Powers of LPA Attorney re Trusts

  1. I understand an attorney under a registered LPA cannot act in place of a donor as a trustee, or at least not after 12 months from when the power was signed. My question is whether the attorney can act on behalf of the donor as settlor of the trust, where said settlor has the express power to remove and appoint trustees and he can argue he is acting in the best interest of the donor.? I can see it might ring alarm bells if the attorney then appointed himself as sole trustee.

  2. Can an attorney, acting on behalf of the beneficiary of a trust, ask for a statement of trust accounts, perhaps in order to deal with tax affairs or estate planning?

Iain Cameron
Acer Legal

With regard to Iain’s posting, an attorney under an LPA can only stand in the trustee’s shoes if the function being performed is permitted under s.1 Trustee Delegation Act 1999 (TDA), or the power itself complies with s.25 Trustee Act 1925. There is no 12 month limitation where the TDA is engaged.

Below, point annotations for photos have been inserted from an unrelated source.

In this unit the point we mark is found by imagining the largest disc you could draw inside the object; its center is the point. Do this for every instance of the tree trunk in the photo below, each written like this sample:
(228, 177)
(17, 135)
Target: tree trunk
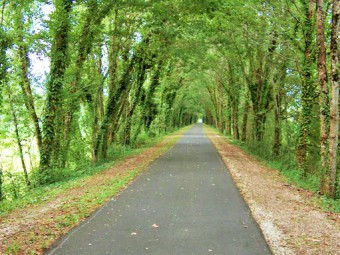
(308, 90)
(334, 105)
(323, 97)
(59, 57)
(245, 121)
(277, 126)
(17, 134)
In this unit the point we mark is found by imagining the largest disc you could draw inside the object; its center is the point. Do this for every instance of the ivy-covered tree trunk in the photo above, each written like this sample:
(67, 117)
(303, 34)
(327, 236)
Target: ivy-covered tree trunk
(323, 97)
(59, 60)
(112, 109)
(334, 104)
(149, 107)
(308, 89)
(25, 83)
(19, 140)
(245, 121)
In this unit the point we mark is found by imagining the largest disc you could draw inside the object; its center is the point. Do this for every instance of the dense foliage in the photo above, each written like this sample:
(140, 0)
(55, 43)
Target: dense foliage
(80, 78)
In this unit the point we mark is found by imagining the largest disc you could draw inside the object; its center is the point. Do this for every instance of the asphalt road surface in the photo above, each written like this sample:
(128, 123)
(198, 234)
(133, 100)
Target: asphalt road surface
(185, 203)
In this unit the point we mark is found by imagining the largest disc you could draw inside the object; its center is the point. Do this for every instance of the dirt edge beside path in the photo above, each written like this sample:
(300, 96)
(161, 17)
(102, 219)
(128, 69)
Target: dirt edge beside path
(290, 221)
(35, 228)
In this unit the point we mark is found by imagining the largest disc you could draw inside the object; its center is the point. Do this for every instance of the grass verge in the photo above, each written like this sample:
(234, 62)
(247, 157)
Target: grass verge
(53, 210)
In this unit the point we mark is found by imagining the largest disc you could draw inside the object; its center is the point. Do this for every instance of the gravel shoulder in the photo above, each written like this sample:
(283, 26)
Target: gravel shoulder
(291, 222)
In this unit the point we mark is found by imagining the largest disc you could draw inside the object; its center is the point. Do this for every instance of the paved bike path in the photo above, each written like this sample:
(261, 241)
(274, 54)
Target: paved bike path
(184, 203)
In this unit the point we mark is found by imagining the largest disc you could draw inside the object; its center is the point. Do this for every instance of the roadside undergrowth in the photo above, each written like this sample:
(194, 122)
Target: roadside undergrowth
(290, 219)
(56, 209)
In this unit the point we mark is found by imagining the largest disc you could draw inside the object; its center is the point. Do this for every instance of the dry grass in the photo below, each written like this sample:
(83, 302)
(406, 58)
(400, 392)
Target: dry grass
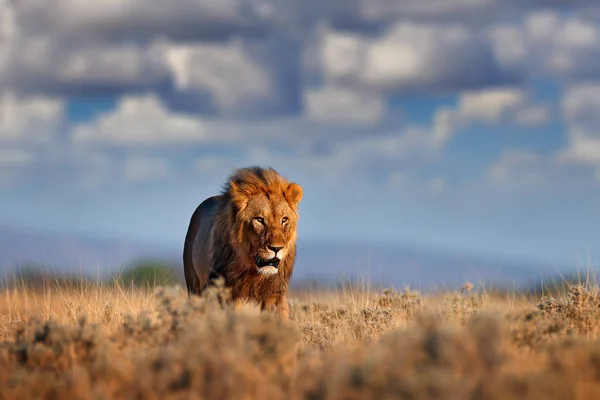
(92, 342)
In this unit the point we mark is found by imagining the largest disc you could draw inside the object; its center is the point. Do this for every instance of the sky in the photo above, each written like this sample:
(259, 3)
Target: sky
(467, 125)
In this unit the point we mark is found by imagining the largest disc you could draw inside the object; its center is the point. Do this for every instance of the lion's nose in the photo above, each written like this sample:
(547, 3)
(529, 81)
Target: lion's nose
(275, 248)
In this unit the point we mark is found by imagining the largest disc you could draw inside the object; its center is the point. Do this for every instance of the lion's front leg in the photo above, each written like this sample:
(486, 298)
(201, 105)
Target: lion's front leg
(283, 307)
(279, 303)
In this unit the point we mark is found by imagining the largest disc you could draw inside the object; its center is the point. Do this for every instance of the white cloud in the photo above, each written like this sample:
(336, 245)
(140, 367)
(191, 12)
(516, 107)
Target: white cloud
(183, 19)
(547, 42)
(228, 73)
(41, 63)
(341, 106)
(580, 107)
(15, 158)
(408, 56)
(142, 121)
(489, 107)
(29, 118)
(140, 168)
(518, 168)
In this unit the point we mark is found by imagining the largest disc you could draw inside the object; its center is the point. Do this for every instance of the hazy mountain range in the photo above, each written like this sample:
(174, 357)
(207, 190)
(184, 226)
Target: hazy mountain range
(321, 263)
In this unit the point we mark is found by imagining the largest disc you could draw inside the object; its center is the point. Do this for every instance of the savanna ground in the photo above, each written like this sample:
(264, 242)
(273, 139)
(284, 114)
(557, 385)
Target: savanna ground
(96, 342)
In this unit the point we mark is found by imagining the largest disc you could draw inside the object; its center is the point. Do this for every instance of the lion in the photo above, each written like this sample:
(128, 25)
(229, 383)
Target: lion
(247, 235)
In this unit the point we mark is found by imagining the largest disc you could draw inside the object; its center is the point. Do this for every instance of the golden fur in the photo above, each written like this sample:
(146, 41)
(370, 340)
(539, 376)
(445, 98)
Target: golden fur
(247, 235)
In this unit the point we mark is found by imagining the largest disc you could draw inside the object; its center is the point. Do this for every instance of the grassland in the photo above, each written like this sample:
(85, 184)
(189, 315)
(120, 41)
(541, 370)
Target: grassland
(96, 342)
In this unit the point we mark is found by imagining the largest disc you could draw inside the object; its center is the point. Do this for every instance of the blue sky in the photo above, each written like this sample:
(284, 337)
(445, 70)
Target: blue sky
(469, 125)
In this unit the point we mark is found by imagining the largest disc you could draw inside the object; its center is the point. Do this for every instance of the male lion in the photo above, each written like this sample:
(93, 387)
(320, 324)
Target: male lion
(247, 235)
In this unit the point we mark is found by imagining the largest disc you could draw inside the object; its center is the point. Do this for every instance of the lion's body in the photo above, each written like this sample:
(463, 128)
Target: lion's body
(223, 238)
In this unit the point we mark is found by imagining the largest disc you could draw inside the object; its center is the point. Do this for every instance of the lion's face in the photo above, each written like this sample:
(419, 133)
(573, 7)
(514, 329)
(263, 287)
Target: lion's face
(267, 225)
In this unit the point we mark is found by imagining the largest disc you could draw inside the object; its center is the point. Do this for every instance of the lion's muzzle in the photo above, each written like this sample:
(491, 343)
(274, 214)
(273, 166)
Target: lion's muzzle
(267, 266)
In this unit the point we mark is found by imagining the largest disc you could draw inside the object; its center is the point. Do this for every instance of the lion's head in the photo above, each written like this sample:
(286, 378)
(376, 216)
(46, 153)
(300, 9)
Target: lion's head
(264, 215)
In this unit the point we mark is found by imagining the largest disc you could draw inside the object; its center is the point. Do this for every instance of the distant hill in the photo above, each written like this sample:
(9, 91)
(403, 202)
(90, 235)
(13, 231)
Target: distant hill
(72, 254)
(324, 264)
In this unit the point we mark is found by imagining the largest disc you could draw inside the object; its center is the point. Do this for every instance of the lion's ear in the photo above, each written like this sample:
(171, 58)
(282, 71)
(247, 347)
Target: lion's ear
(293, 193)
(240, 195)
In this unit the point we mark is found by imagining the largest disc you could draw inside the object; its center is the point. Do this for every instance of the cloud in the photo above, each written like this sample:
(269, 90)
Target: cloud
(410, 56)
(237, 77)
(139, 168)
(490, 107)
(549, 43)
(15, 158)
(580, 107)
(139, 19)
(141, 121)
(341, 106)
(517, 168)
(29, 119)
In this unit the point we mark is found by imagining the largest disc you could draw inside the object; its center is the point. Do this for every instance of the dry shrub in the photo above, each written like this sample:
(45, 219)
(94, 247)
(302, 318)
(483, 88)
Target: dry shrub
(391, 345)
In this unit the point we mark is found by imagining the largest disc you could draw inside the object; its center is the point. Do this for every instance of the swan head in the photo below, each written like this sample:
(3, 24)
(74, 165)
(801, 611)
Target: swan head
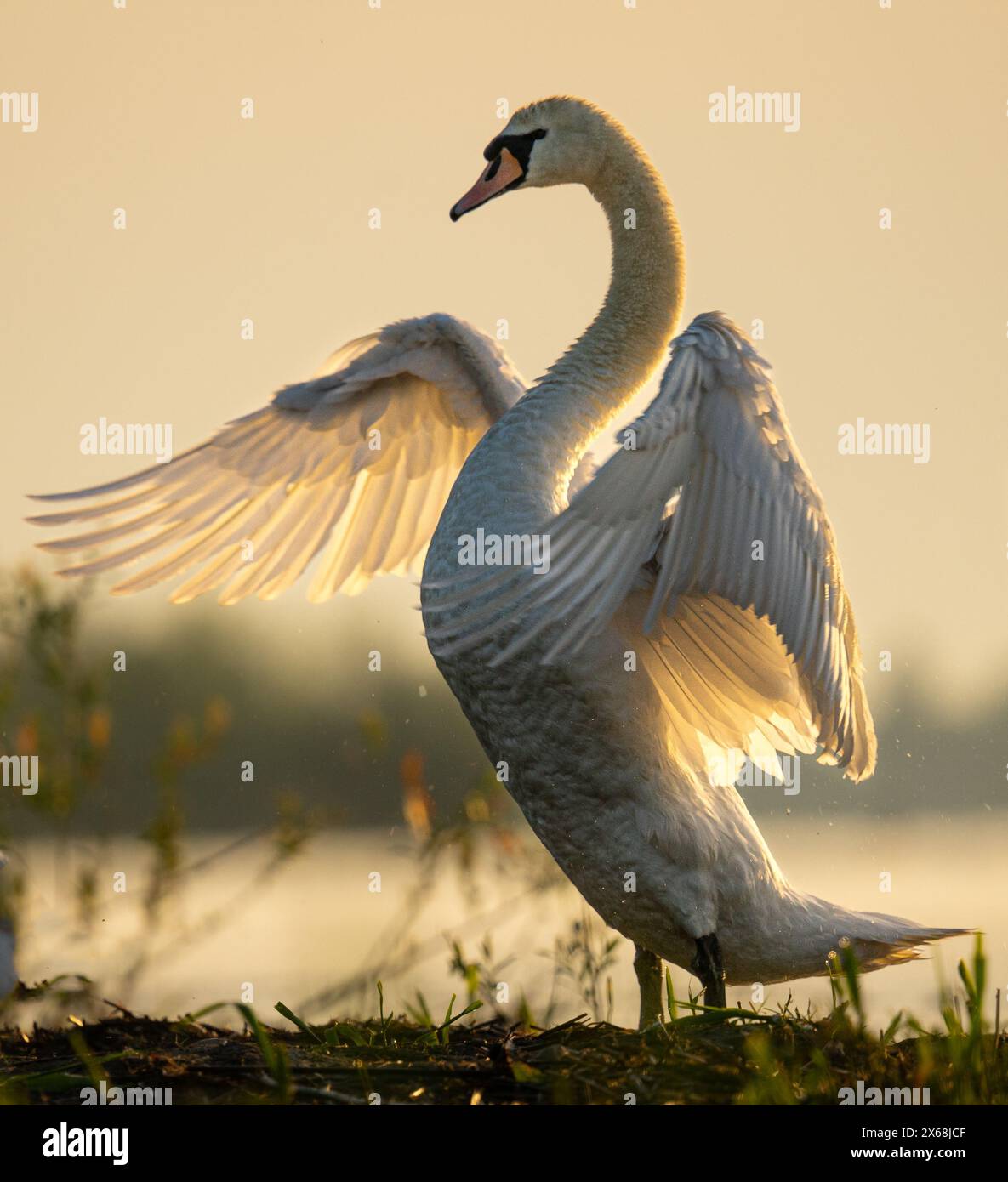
(555, 141)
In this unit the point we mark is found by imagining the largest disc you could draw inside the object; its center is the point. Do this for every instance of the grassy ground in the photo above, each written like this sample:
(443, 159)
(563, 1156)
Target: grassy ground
(725, 1057)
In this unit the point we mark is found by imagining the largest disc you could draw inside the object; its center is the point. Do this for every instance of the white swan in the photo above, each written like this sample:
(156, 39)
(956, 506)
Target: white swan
(618, 685)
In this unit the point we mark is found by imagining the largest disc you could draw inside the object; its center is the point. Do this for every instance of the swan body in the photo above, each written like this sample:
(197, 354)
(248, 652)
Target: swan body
(692, 611)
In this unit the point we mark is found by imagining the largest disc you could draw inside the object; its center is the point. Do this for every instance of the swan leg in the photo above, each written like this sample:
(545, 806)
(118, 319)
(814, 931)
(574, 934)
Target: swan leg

Otherwise, with regard to item 1 there seems no clear consensus as to whether the attorney can exercise the powers of their principal to appoint or remove trustees. It seems to depend upon whether the “adviser” views the power as fiduciary or personal to the principal. Maybe there is a judicial decision tucked away somewhere that might be of help.

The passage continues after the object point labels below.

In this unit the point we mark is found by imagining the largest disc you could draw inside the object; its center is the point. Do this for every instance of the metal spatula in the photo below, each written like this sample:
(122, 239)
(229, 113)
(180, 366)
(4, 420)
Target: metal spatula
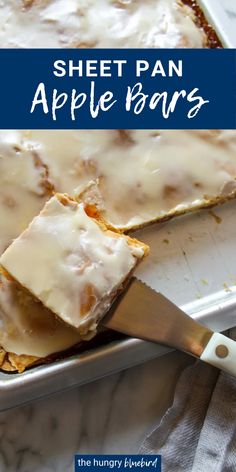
(143, 313)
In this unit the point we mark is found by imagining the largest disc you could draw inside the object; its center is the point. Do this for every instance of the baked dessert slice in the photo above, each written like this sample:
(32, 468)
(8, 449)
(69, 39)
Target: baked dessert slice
(29, 332)
(72, 262)
(24, 186)
(103, 23)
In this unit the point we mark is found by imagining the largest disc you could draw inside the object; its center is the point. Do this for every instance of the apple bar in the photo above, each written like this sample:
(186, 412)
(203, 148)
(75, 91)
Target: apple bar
(71, 261)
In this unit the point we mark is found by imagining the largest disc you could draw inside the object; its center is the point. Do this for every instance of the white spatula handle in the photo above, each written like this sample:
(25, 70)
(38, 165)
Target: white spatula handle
(221, 352)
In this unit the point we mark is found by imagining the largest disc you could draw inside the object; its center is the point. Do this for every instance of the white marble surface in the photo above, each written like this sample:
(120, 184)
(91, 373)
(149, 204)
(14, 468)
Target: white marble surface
(108, 416)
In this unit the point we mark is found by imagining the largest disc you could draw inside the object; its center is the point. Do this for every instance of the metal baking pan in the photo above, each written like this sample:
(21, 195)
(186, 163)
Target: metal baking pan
(192, 261)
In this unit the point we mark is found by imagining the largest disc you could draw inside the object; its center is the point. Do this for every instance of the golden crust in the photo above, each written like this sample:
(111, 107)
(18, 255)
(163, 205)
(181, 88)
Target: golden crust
(91, 193)
(93, 212)
(10, 362)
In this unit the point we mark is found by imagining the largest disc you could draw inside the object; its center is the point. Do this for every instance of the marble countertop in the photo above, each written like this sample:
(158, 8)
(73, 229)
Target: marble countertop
(112, 415)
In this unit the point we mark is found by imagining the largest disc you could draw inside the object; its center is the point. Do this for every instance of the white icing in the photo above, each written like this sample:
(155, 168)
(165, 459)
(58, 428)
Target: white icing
(23, 186)
(27, 327)
(93, 23)
(70, 263)
(140, 175)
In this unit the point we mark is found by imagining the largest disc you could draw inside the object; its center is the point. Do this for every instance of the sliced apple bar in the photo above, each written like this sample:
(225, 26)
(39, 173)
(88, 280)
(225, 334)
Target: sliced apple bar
(72, 262)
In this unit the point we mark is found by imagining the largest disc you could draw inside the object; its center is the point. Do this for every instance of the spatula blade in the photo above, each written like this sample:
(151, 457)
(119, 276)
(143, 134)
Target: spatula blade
(143, 313)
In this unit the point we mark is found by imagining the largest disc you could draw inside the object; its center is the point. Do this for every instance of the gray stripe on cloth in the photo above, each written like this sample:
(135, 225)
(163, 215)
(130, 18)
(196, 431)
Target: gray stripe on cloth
(198, 433)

With regard to item 2, at the beneficiary’s alter ego they should be able to have their principal’s entitlement to access trust documents, etc., provided they are using them for the benefit of their principal.

Paul Saunders FCIB TEP

Independent Trust Consultant

Providing support and advice to fellow professionals

  1. Not sure. There is definitely dicta that a protector exercising those exact same powers is a fiduciary (by default) but that wouldn’t necessarily hold true for a settlor. The position may be improved if there is anything in the trust deed providing that the settlor’s right is a personal one (as you often find in offshore trusts).
  2. I would definitely think so as it solely concerns the personal interests/rights of the beneficiary (and I can’t think of any argument to the contrary).